Fujikawa didn’t insist that all of her children be cheerful. In “Gyo Fujikawa’s A to Z Picture Book” (1974), on the first painted spread, a girl stands in a marsh, looking neither happy nor sad, hands in pockets, looking at a frog on a rock. “A is for Alone, all by myself,” the text reads. “Hi, there, frog! Can I play with you?” Solitude and loneliness are natural, too, we learn. Later, at “F,” we see a boy leaning over a toadstool, looking at two fairies: “F is for friends, fairies, flowers, fish, and frogs.” All of these moods are presented with acceptance, just as her spot illustrations nod to an array of pleasant items in the world’s catalogue: “M” is for moose, marigold, milk, mockingbird, and moo goo gai pan.

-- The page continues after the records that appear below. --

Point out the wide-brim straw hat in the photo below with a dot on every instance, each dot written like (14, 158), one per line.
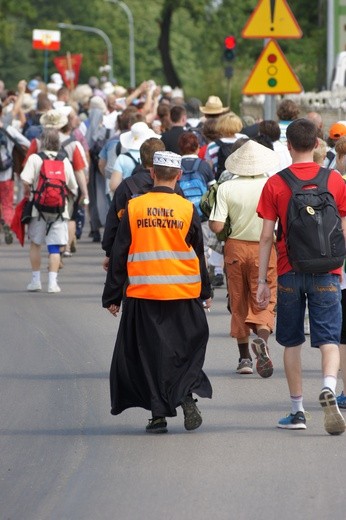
(53, 119)
(214, 106)
(252, 159)
(139, 133)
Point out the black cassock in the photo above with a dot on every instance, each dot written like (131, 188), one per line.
(158, 356)
(160, 347)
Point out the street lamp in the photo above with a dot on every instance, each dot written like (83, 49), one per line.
(128, 12)
(100, 33)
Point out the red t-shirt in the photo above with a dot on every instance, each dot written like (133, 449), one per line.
(276, 194)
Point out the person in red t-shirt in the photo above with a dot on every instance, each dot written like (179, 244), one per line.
(322, 291)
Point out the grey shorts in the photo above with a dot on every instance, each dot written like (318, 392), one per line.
(57, 232)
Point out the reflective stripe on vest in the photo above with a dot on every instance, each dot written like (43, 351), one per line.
(160, 264)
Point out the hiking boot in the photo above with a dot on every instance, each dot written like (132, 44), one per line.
(334, 422)
(192, 416)
(157, 425)
(244, 367)
(264, 365)
(34, 286)
(295, 421)
(217, 280)
(54, 288)
(96, 236)
(8, 234)
(341, 400)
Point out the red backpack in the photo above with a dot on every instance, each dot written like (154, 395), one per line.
(51, 191)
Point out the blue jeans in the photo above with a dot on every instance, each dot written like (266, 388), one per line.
(322, 291)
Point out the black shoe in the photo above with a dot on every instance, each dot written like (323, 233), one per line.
(192, 416)
(157, 425)
(96, 236)
(217, 280)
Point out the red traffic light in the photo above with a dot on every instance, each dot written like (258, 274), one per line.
(230, 42)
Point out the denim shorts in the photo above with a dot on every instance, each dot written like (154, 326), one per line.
(323, 294)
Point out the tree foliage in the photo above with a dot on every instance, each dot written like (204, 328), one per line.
(179, 42)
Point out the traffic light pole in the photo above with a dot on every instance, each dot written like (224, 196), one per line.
(229, 84)
(269, 107)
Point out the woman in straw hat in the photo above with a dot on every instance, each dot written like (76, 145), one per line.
(238, 198)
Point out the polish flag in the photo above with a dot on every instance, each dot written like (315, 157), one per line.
(45, 40)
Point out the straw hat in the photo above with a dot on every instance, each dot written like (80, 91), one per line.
(53, 119)
(139, 133)
(165, 158)
(214, 106)
(252, 159)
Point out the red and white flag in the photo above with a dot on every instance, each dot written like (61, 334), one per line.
(69, 67)
(45, 40)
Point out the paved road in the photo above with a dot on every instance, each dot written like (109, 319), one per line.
(64, 457)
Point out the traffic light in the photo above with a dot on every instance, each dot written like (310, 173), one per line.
(229, 48)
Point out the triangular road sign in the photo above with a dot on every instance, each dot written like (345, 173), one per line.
(272, 19)
(272, 74)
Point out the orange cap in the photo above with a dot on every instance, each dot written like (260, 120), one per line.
(337, 130)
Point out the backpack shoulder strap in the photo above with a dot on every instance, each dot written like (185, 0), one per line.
(322, 177)
(42, 155)
(67, 141)
(129, 155)
(132, 185)
(61, 155)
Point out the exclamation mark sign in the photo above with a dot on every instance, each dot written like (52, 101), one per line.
(272, 13)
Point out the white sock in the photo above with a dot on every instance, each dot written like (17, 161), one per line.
(297, 404)
(36, 276)
(330, 382)
(52, 278)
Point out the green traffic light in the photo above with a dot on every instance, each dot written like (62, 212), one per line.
(272, 82)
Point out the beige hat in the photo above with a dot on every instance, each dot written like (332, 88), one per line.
(53, 119)
(139, 133)
(252, 159)
(214, 106)
(165, 158)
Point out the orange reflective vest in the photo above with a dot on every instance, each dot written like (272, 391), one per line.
(160, 265)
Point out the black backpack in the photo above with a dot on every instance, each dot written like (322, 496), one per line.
(225, 149)
(314, 237)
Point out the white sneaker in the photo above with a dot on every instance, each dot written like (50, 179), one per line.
(34, 286)
(54, 288)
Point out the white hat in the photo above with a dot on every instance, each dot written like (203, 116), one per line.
(213, 106)
(28, 103)
(108, 88)
(53, 119)
(97, 102)
(169, 159)
(120, 91)
(252, 159)
(139, 133)
(57, 78)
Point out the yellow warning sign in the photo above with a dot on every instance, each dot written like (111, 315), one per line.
(272, 19)
(272, 74)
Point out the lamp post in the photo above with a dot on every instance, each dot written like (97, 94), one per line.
(100, 33)
(128, 12)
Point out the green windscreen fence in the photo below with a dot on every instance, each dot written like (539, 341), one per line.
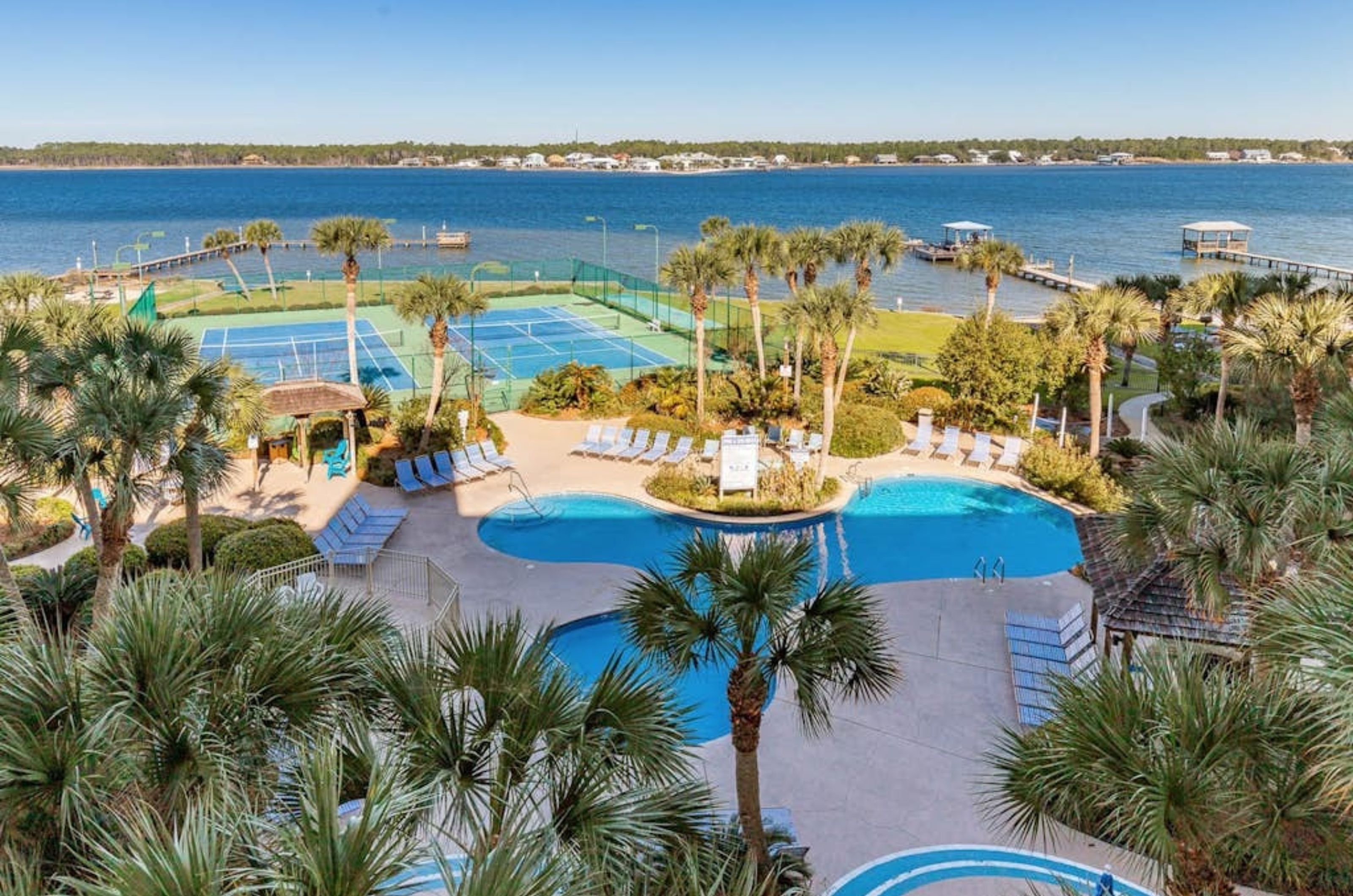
(144, 308)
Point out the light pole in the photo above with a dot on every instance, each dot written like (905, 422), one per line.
(658, 251)
(594, 220)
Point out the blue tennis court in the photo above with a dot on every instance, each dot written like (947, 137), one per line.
(316, 350)
(520, 343)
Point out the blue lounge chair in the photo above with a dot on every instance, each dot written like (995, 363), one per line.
(406, 478)
(423, 463)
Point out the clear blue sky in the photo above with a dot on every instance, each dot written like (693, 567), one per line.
(526, 71)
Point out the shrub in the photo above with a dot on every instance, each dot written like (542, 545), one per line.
(134, 563)
(49, 524)
(585, 389)
(167, 546)
(930, 397)
(1071, 474)
(864, 431)
(263, 547)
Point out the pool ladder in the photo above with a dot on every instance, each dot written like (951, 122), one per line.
(516, 482)
(998, 570)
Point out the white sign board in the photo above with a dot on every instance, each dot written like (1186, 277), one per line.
(738, 456)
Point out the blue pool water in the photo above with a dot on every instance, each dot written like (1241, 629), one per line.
(907, 528)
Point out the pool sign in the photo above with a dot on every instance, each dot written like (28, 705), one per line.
(738, 463)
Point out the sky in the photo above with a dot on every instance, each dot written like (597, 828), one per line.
(543, 71)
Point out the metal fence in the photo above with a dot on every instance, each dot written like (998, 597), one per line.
(382, 574)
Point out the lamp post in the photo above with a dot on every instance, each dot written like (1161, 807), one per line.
(594, 220)
(658, 251)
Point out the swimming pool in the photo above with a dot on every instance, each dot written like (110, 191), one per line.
(907, 528)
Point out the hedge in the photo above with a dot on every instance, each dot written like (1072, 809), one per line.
(263, 547)
(865, 431)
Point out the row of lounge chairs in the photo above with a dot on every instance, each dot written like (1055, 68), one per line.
(358, 530)
(1041, 650)
(948, 450)
(628, 444)
(443, 469)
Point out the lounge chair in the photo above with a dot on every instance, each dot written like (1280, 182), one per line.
(623, 442)
(681, 453)
(423, 463)
(589, 440)
(479, 462)
(1010, 454)
(608, 439)
(981, 450)
(493, 456)
(460, 462)
(949, 446)
(922, 444)
(658, 450)
(406, 478)
(636, 447)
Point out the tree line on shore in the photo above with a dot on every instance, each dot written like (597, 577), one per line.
(107, 153)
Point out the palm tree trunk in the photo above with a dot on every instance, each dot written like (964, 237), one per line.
(193, 528)
(439, 365)
(1222, 377)
(753, 287)
(236, 271)
(829, 356)
(10, 589)
(267, 266)
(841, 374)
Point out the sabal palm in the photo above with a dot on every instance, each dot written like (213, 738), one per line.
(1099, 319)
(1295, 340)
(762, 616)
(263, 233)
(1199, 769)
(224, 240)
(1229, 294)
(994, 258)
(347, 236)
(753, 248)
(22, 289)
(696, 271)
(865, 244)
(432, 301)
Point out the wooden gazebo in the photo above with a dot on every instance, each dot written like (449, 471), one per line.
(1133, 601)
(304, 399)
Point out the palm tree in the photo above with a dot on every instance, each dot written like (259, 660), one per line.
(992, 258)
(263, 233)
(751, 248)
(1230, 294)
(1295, 340)
(347, 236)
(824, 316)
(432, 301)
(696, 271)
(866, 244)
(759, 616)
(1202, 769)
(1098, 319)
(858, 312)
(21, 289)
(224, 240)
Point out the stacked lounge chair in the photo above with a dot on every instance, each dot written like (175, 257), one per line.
(1041, 650)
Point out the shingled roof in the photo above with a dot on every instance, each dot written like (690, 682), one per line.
(309, 397)
(1150, 600)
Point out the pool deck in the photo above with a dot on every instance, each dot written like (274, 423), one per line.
(891, 776)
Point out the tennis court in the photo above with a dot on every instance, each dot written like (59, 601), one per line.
(520, 343)
(310, 350)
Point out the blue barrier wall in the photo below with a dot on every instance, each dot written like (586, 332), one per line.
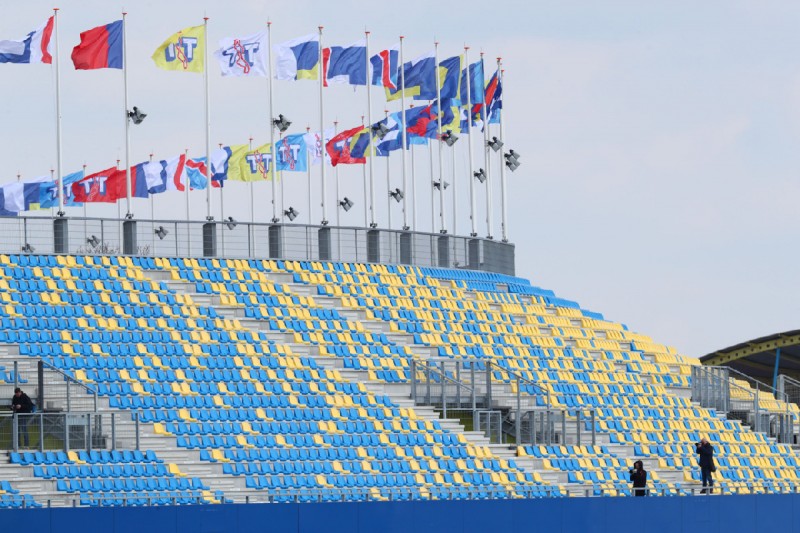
(690, 514)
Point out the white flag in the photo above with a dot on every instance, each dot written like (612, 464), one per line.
(246, 56)
(316, 146)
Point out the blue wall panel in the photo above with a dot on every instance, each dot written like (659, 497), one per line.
(717, 514)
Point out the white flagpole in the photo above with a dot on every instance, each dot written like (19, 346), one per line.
(371, 152)
(209, 216)
(503, 199)
(388, 182)
(442, 223)
(473, 229)
(403, 134)
(60, 180)
(324, 221)
(489, 232)
(128, 192)
(275, 218)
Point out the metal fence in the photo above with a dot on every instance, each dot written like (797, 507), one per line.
(70, 430)
(168, 238)
(714, 387)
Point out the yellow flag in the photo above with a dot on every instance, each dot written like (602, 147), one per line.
(249, 165)
(183, 51)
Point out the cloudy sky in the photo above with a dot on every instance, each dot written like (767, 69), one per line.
(659, 182)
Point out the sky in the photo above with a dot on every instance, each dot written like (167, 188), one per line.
(659, 181)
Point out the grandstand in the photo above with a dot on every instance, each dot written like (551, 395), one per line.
(165, 380)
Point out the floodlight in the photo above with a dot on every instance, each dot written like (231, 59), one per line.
(397, 194)
(346, 204)
(291, 213)
(136, 116)
(495, 144)
(282, 123)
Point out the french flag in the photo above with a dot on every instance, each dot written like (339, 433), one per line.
(34, 48)
(100, 47)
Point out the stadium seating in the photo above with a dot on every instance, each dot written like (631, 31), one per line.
(247, 401)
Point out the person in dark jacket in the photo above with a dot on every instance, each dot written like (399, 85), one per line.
(706, 461)
(22, 404)
(639, 479)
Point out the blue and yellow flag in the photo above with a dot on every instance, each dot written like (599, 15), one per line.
(184, 51)
(249, 165)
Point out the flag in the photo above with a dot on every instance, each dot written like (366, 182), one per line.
(315, 144)
(386, 68)
(249, 165)
(36, 47)
(183, 51)
(420, 79)
(100, 47)
(449, 76)
(164, 175)
(48, 191)
(494, 98)
(349, 147)
(297, 59)
(346, 64)
(246, 56)
(291, 153)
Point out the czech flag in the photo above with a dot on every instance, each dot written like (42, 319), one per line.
(100, 47)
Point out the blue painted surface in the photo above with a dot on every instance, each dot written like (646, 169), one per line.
(767, 513)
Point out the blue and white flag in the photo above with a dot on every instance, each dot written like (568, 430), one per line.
(36, 47)
(245, 56)
(292, 153)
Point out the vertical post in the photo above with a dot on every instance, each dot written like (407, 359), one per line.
(503, 194)
(128, 192)
(371, 154)
(323, 189)
(403, 133)
(58, 117)
(209, 216)
(275, 218)
(473, 227)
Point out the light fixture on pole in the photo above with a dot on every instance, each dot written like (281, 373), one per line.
(136, 116)
(495, 144)
(282, 123)
(380, 130)
(346, 204)
(449, 138)
(291, 213)
(397, 194)
(512, 160)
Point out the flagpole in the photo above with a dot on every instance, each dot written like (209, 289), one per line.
(128, 193)
(61, 212)
(403, 134)
(324, 221)
(473, 229)
(371, 152)
(486, 149)
(442, 224)
(503, 199)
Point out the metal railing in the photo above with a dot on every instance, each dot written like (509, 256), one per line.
(714, 387)
(70, 430)
(174, 238)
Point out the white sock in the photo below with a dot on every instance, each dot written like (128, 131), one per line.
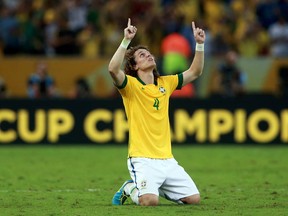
(134, 195)
(130, 189)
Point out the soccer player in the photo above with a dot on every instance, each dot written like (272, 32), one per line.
(154, 171)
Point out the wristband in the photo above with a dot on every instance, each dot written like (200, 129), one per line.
(199, 47)
(125, 43)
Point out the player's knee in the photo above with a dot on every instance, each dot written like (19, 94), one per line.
(148, 200)
(194, 199)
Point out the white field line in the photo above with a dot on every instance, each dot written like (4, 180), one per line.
(51, 191)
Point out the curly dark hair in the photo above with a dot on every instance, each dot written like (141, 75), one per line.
(130, 62)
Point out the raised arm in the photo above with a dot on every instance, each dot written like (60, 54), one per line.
(114, 67)
(195, 69)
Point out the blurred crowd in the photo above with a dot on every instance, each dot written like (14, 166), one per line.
(93, 28)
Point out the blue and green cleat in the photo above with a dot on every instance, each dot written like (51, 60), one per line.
(120, 196)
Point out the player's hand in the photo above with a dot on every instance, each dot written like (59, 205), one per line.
(129, 31)
(199, 34)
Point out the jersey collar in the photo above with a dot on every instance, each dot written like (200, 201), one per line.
(143, 83)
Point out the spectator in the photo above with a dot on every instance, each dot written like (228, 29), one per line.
(9, 32)
(81, 89)
(40, 83)
(65, 41)
(278, 33)
(3, 89)
(230, 79)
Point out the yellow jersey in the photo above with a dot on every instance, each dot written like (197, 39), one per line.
(146, 108)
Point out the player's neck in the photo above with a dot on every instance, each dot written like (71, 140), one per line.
(146, 77)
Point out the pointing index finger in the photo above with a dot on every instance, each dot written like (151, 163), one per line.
(129, 22)
(193, 26)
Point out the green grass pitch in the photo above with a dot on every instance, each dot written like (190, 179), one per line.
(81, 180)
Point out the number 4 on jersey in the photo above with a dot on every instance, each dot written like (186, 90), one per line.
(156, 103)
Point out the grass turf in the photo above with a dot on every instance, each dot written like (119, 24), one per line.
(81, 180)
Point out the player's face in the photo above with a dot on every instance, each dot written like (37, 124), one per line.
(144, 60)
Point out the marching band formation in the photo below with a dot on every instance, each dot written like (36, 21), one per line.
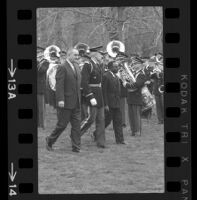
(86, 86)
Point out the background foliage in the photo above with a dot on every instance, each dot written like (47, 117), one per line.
(140, 28)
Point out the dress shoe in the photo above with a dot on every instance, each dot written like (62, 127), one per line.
(76, 150)
(48, 145)
(123, 142)
(138, 133)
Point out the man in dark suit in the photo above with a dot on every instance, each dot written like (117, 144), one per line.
(68, 80)
(42, 67)
(135, 102)
(92, 90)
(112, 101)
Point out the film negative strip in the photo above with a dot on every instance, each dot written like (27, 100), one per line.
(23, 137)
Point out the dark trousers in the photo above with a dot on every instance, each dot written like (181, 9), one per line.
(41, 110)
(134, 112)
(114, 114)
(84, 111)
(65, 116)
(122, 107)
(159, 108)
(96, 115)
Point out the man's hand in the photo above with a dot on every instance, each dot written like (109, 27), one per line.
(107, 108)
(124, 83)
(61, 104)
(93, 102)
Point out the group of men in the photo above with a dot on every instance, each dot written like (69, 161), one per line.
(86, 93)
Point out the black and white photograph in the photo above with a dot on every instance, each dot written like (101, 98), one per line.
(100, 108)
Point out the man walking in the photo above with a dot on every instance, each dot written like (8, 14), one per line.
(92, 90)
(112, 100)
(68, 80)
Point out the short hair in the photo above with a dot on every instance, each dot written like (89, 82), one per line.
(70, 51)
(110, 64)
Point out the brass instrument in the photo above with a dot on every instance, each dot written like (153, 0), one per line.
(116, 50)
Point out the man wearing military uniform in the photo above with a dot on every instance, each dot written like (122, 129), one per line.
(91, 78)
(112, 100)
(135, 102)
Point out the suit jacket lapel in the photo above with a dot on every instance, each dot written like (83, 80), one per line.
(71, 69)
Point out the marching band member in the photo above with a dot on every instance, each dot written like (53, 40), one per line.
(112, 101)
(68, 81)
(91, 87)
(42, 67)
(135, 102)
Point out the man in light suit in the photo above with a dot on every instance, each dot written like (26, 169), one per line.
(68, 80)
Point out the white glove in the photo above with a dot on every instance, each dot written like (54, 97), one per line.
(93, 102)
(61, 104)
(124, 83)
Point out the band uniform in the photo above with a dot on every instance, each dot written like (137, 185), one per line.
(92, 89)
(112, 101)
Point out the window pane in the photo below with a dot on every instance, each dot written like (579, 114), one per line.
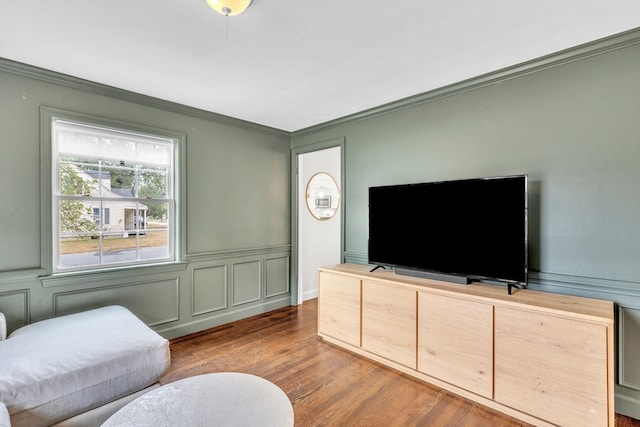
(108, 190)
(152, 183)
(73, 181)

Fujikawa died in 1998, at age ninety, and obituaries in the Times and the L.A. Times illuminated her life story well. But, considering that her work has mesmerized children for several decades, I’ve been surprised not to see more acclaim for her during my adult life—no articles or exhibitions, or calendars or tote bags or socks—as I have with other great children’s-book artists, such as Garth Williams, Arnold Lobel, Virginia Lee Burton, Margaret Wise Brown, William Steig, Maurice Sendak, Louise Fitzhugh, and so on. But lately, other artists have begun to pay homage to Fujikawa’s story. In 2017, the playwright Lloyd Suh staged a one-act called “Disney and Fujikawa,” imagining a dialogue between Walt and Gyo; this fall, HarperCollins will publish “It Began with a Page: How Gyo Fujikawa Drew the Way,” by Kyo Maclear and Julie Morstad, which tells her story beautifully, in picture-book form.
“I think she wanted to create a body of literature that would invite all children onto the page,” Maclear told me recently. A later book, “Welcome Is a Wonderful Word,” saw Fujikawa getting more explicit about inclusion, but Maclear prefers her earlier works, where inclusion was “effortless,” and where Fujikawa seemed to create “new laws of the universe for the children she was making books for.” Fujikawa didn’t have a marvellous childhood, and she didn’t have children of her own. But, like Sendak and Fitzhugh and others, she stayed in tune with a child’s way of seeing the world. She also found a way to draw a better one. “I loved it, drawing children’s books,” she told an interviewer, late in life. “I always wanted to do art work for children about children. It was just what I wanted to do.” Their freedom was her freedom, too.